You can use the library Beautifulsoup to do the Parsing of HTML.

Just install with:

pip install beautifulsoup4

There in your code you get the HTML as you already did:

import urllib.request

url = "https://www.youtube.com/watch?v=2MpUj-Aua48"
f = urllib.request.urlopen(url)
html = f.read().decode('utf-8')

Now Beautifulsoup does the most complex job, which is to read HTML and fetch the tags you need:

from bs4 import BeautifulSoup

soup = BeautifulSoup(html, 'html.parser')
meta_tag = soup.head.find('meta', attrs={'name': 'keywords'})
keywords = [keyword.strip() for keyword in meta_tag['content'].split(',')]

Explaining:

  • Create Beautifulsoup object

    soup = BeautifulSoup(html, 'html.parser')
    
  • Search for the first tag <meta> within the <head> that has the attribute name and this contains the value keywords

    meta_tag = soup.head.find('meta', attrs={'name': 'keywords'})
    

    The method Soup.() returns the first tag found or None if no tag matches past filters. In the example above I am asking Beautifulsoup to return an element whose tag be it <meta> and containing the attribute name with the value keywords. If this element does not exist in the past HTML, meta_tag had received None as a value.

  • Break the string into a list with Keywords (I use the method str split.() and str.strip() to break the string and remove the excess spaces)
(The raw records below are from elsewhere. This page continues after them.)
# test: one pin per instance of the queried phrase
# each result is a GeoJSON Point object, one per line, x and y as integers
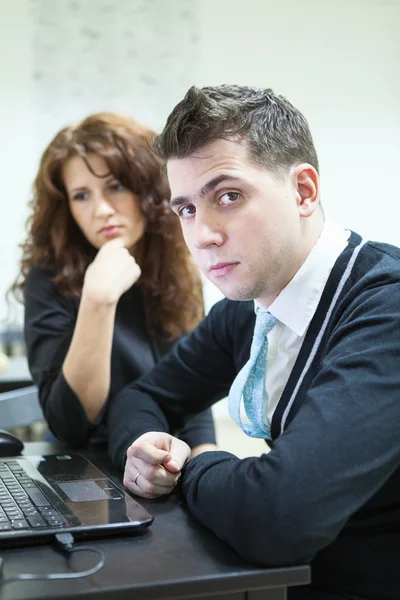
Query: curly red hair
{"type": "Point", "coordinates": [169, 280]}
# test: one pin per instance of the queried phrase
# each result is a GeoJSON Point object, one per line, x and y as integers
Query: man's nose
{"type": "Point", "coordinates": [208, 231]}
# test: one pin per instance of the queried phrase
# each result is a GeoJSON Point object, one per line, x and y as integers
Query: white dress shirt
{"type": "Point", "coordinates": [295, 307]}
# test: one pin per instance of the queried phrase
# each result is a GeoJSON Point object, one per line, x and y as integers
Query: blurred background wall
{"type": "Point", "coordinates": [337, 61]}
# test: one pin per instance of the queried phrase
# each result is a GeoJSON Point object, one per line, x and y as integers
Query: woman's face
{"type": "Point", "coordinates": [101, 206]}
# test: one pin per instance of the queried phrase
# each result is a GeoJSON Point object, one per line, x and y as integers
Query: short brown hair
{"type": "Point", "coordinates": [277, 133]}
{"type": "Point", "coordinates": [169, 280]}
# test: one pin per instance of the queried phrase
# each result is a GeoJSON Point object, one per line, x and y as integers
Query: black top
{"type": "Point", "coordinates": [49, 325]}
{"type": "Point", "coordinates": [328, 493]}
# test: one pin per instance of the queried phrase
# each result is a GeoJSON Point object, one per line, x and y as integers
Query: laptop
{"type": "Point", "coordinates": [41, 496]}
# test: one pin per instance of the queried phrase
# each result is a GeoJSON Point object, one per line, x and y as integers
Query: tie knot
{"type": "Point", "coordinates": [264, 323]}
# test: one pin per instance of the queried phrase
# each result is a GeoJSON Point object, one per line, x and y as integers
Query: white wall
{"type": "Point", "coordinates": [338, 62]}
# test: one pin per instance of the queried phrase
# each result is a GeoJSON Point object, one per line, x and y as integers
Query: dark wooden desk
{"type": "Point", "coordinates": [176, 558]}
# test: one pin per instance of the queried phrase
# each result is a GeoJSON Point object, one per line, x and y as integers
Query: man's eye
{"type": "Point", "coordinates": [187, 211]}
{"type": "Point", "coordinates": [229, 197]}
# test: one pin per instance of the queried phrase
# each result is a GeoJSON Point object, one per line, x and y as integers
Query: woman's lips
{"type": "Point", "coordinates": [111, 230]}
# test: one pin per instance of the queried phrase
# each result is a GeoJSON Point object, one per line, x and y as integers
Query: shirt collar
{"type": "Point", "coordinates": [295, 306]}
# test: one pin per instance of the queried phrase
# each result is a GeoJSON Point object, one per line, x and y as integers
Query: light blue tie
{"type": "Point", "coordinates": [250, 381]}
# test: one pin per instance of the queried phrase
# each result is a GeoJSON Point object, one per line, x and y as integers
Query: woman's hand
{"type": "Point", "coordinates": [113, 272]}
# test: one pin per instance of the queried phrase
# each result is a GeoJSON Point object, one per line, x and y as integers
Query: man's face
{"type": "Point", "coordinates": [240, 223]}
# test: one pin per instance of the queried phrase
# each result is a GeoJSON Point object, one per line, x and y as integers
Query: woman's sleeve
{"type": "Point", "coordinates": [49, 325]}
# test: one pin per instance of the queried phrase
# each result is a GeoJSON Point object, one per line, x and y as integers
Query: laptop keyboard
{"type": "Point", "coordinates": [22, 504]}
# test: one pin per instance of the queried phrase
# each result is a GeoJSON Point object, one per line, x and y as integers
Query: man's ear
{"type": "Point", "coordinates": [306, 182]}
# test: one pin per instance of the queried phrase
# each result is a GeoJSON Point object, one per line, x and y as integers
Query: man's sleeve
{"type": "Point", "coordinates": [337, 452]}
{"type": "Point", "coordinates": [197, 372]}
{"type": "Point", "coordinates": [49, 324]}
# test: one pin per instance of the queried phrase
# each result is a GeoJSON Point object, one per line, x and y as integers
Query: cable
{"type": "Point", "coordinates": [65, 542]}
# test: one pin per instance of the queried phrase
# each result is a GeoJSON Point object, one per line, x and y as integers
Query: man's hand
{"type": "Point", "coordinates": [113, 272]}
{"type": "Point", "coordinates": [154, 463]}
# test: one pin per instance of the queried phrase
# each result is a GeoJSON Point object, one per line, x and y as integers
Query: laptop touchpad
{"type": "Point", "coordinates": [83, 491]}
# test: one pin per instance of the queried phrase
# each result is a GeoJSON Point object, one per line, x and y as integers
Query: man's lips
{"type": "Point", "coordinates": [222, 269]}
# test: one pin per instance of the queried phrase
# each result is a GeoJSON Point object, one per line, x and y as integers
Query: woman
{"type": "Point", "coordinates": [108, 283]}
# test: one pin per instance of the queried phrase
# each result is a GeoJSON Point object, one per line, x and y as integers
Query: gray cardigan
{"type": "Point", "coordinates": [328, 493]}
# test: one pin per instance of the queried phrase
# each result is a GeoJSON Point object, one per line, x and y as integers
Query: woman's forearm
{"type": "Point", "coordinates": [87, 365]}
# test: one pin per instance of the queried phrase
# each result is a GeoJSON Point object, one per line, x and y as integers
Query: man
{"type": "Point", "coordinates": [321, 382]}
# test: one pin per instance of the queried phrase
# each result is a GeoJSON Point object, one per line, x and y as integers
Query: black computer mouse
{"type": "Point", "coordinates": [9, 444]}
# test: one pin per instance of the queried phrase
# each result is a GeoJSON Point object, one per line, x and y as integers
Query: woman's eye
{"type": "Point", "coordinates": [229, 197]}
{"type": "Point", "coordinates": [117, 186]}
{"type": "Point", "coordinates": [80, 196]}
{"type": "Point", "coordinates": [187, 211]}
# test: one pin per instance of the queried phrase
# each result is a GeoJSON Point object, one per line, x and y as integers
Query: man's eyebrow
{"type": "Point", "coordinates": [206, 189]}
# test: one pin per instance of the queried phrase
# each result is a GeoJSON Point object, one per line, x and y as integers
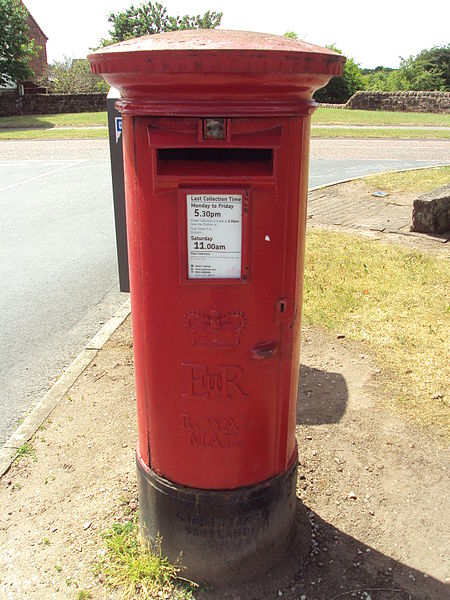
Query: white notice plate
{"type": "Point", "coordinates": [214, 232]}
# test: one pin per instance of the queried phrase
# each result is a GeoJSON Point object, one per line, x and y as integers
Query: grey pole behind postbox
{"type": "Point", "coordinates": [116, 152]}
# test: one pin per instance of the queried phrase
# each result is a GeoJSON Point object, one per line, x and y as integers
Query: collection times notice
{"type": "Point", "coordinates": [214, 231]}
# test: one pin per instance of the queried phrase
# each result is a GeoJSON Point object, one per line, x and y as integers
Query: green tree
{"type": "Point", "coordinates": [429, 70]}
{"type": "Point", "coordinates": [74, 76]}
{"type": "Point", "coordinates": [384, 79]}
{"type": "Point", "coordinates": [340, 89]}
{"type": "Point", "coordinates": [151, 17]}
{"type": "Point", "coordinates": [16, 48]}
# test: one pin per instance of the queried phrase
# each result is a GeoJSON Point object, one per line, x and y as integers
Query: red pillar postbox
{"type": "Point", "coordinates": [216, 137]}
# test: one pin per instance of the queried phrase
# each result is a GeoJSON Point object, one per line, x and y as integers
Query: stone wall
{"type": "Point", "coordinates": [434, 102]}
{"type": "Point", "coordinates": [50, 104]}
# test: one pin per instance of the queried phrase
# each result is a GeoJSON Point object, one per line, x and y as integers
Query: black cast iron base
{"type": "Point", "coordinates": [224, 537]}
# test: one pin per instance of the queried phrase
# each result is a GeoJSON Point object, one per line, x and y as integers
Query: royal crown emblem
{"type": "Point", "coordinates": [214, 330]}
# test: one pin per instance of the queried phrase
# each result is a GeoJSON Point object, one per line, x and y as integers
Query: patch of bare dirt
{"type": "Point", "coordinates": [375, 489]}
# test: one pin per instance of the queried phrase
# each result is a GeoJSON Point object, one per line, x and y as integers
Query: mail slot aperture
{"type": "Point", "coordinates": [220, 161]}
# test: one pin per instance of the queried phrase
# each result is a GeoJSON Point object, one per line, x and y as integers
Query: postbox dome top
{"type": "Point", "coordinates": [214, 39]}
{"type": "Point", "coordinates": [206, 62]}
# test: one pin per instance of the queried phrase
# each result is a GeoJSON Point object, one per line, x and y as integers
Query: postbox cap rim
{"type": "Point", "coordinates": [214, 40]}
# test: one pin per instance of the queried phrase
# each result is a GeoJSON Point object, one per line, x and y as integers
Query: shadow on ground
{"type": "Point", "coordinates": [322, 397]}
{"type": "Point", "coordinates": [340, 566]}
{"type": "Point", "coordinates": [337, 567]}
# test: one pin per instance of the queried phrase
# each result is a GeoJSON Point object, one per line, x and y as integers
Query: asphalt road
{"type": "Point", "coordinates": [57, 249]}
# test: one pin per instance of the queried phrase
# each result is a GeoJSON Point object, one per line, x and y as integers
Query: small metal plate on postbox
{"type": "Point", "coordinates": [214, 236]}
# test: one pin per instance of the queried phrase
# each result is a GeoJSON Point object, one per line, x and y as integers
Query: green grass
{"type": "Point", "coordinates": [137, 572]}
{"type": "Point", "coordinates": [334, 116]}
{"type": "Point", "coordinates": [48, 127]}
{"type": "Point", "coordinates": [420, 180]}
{"type": "Point", "coordinates": [53, 134]}
{"type": "Point", "coordinates": [342, 132]}
{"type": "Point", "coordinates": [50, 121]}
{"type": "Point", "coordinates": [397, 302]}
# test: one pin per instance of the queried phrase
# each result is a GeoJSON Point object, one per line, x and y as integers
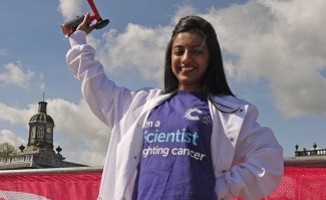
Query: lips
{"type": "Point", "coordinates": [186, 69]}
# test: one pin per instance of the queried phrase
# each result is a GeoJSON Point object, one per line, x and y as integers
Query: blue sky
{"type": "Point", "coordinates": [274, 53]}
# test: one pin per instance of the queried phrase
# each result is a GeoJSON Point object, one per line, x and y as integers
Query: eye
{"type": "Point", "coordinates": [178, 51]}
{"type": "Point", "coordinates": [197, 51]}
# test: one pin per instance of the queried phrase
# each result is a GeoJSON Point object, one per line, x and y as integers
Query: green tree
{"type": "Point", "coordinates": [7, 150]}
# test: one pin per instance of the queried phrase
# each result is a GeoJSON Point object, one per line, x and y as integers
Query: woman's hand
{"type": "Point", "coordinates": [86, 24]}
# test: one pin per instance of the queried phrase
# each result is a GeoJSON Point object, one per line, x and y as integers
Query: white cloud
{"type": "Point", "coordinates": [278, 41]}
{"type": "Point", "coordinates": [4, 52]}
{"type": "Point", "coordinates": [70, 9]}
{"type": "Point", "coordinates": [11, 138]}
{"type": "Point", "coordinates": [15, 75]}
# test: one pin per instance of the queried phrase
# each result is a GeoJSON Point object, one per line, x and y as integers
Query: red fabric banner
{"type": "Point", "coordinates": [54, 186]}
{"type": "Point", "coordinates": [297, 184]}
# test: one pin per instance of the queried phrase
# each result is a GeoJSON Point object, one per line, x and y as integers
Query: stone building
{"type": "Point", "coordinates": [39, 152]}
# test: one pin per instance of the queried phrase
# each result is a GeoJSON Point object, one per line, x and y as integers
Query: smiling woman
{"type": "Point", "coordinates": [195, 134]}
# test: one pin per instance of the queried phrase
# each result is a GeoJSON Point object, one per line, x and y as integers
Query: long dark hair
{"type": "Point", "coordinates": [214, 80]}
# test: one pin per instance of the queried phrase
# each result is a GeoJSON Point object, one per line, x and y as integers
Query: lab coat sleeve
{"type": "Point", "coordinates": [257, 165]}
{"type": "Point", "coordinates": [107, 101]}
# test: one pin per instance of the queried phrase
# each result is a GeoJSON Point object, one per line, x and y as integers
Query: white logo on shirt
{"type": "Point", "coordinates": [194, 114]}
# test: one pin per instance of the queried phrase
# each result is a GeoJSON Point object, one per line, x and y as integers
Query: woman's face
{"type": "Point", "coordinates": [189, 60]}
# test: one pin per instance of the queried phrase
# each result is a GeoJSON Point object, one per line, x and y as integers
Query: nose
{"type": "Point", "coordinates": [186, 57]}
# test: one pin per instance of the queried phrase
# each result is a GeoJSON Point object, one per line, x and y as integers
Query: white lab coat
{"type": "Point", "coordinates": [247, 159]}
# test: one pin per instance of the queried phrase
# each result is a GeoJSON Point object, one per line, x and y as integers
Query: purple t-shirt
{"type": "Point", "coordinates": [176, 158]}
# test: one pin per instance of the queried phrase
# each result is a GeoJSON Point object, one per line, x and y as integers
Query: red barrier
{"type": "Point", "coordinates": [297, 184]}
{"type": "Point", "coordinates": [54, 186]}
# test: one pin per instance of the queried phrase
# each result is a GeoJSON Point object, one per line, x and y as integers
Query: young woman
{"type": "Point", "coordinates": [193, 140]}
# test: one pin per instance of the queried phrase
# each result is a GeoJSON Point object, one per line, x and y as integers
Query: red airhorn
{"type": "Point", "coordinates": [71, 26]}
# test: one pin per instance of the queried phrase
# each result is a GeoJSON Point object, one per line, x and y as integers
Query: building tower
{"type": "Point", "coordinates": [41, 127]}
{"type": "Point", "coordinates": [39, 152]}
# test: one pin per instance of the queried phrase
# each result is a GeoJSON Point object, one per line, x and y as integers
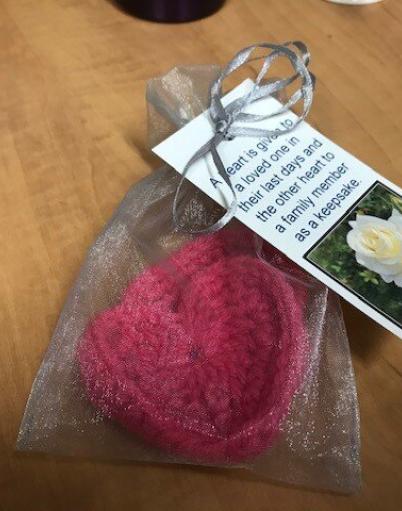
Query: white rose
{"type": "Point", "coordinates": [378, 245]}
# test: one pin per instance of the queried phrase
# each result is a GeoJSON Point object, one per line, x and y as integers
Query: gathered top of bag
{"type": "Point", "coordinates": [204, 352]}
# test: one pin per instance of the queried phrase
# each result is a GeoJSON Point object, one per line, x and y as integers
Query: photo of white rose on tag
{"type": "Point", "coordinates": [363, 252]}
{"type": "Point", "coordinates": [326, 210]}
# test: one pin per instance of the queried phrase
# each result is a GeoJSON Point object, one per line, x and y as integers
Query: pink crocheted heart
{"type": "Point", "coordinates": [203, 354]}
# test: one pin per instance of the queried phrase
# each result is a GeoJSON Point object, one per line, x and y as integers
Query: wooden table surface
{"type": "Point", "coordinates": [72, 141]}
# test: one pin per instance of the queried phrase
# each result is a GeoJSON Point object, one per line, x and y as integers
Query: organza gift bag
{"type": "Point", "coordinates": [212, 349]}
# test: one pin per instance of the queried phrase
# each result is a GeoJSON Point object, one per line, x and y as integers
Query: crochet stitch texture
{"type": "Point", "coordinates": [203, 354]}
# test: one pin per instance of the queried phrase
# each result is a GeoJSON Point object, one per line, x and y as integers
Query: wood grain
{"type": "Point", "coordinates": [73, 139]}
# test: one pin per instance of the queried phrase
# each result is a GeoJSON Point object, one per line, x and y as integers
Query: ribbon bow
{"type": "Point", "coordinates": [225, 118]}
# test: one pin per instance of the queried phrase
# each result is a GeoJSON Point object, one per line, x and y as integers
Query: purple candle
{"type": "Point", "coordinates": [172, 11]}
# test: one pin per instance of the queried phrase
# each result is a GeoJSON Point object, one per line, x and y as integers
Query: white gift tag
{"type": "Point", "coordinates": [322, 207]}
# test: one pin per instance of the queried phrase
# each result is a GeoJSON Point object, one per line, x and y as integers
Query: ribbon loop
{"type": "Point", "coordinates": [224, 118]}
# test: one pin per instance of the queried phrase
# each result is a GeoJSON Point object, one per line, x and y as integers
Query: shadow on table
{"type": "Point", "coordinates": [366, 337]}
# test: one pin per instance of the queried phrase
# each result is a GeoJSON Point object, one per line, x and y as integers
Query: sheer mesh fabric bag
{"type": "Point", "coordinates": [211, 349]}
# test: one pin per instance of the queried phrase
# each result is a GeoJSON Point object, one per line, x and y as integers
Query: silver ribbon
{"type": "Point", "coordinates": [225, 118]}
    keywords = [keyword.strip() for keyword in meta_tag['content'].split(',')]
    

Upshot:

[
    "4k video test",
    "4k video demo",
    "ultra tv video",
    "video 4k for shop mode",
    "ultra video tv demo play",
    "2160p video test",
    "hd sourround video test",
    "samsung tv demo",
    "s...",
]

Full example:

from bs4 import BeautifulSoup
import urllib.request

url = "https://www.youtube.com/watch?v=2MpUj-Aua48"
f = urllib.request.urlopen(url)
html = f.read().decode('utf-8')

soup = BeautifulSoup(html, 'html.parser')
meta_tag = soup.head.find('meta', attrs={'name': 'keywords'})
keywords = [keyword.strip() for keyword in meta_tag['content'].split(',')]

print('=== Keywords ===')
for k in keywords:
    print(f' - {k}')

Code working on Repl.it

Upshot:

=== Keywords ===
 - 4k video test
 - 4k video demo
 - ultra tv video
 - video 4k for shop mode
 - ultra video tv demo play
 - 2160p video test
 - hd sourround video test
 - samsung tv demo
 - s...

0

A way to get what you want:

import urllib.request
url = "https://www.youtube.com/watch?v=2MpUj-Aua48"
f = urllib.request.urlopen(url)

alvo = None
lines = f.readlines()
for line in lines:
   if '<meta name="keywords"' in str(line):
       alvo = line
       break

print('Alvo: ',alvo, sep='\n')

Exit:

b'      <meta name="keywords" content="4k video test, 4k video demo, ultra tv video, video4k for shop mode, ultra video tv demo play, 2160p video test, hd sourround video test, samsung tv demo, s...">\n'

Convert alvo for str and extract what you need in the way that you find most convenient.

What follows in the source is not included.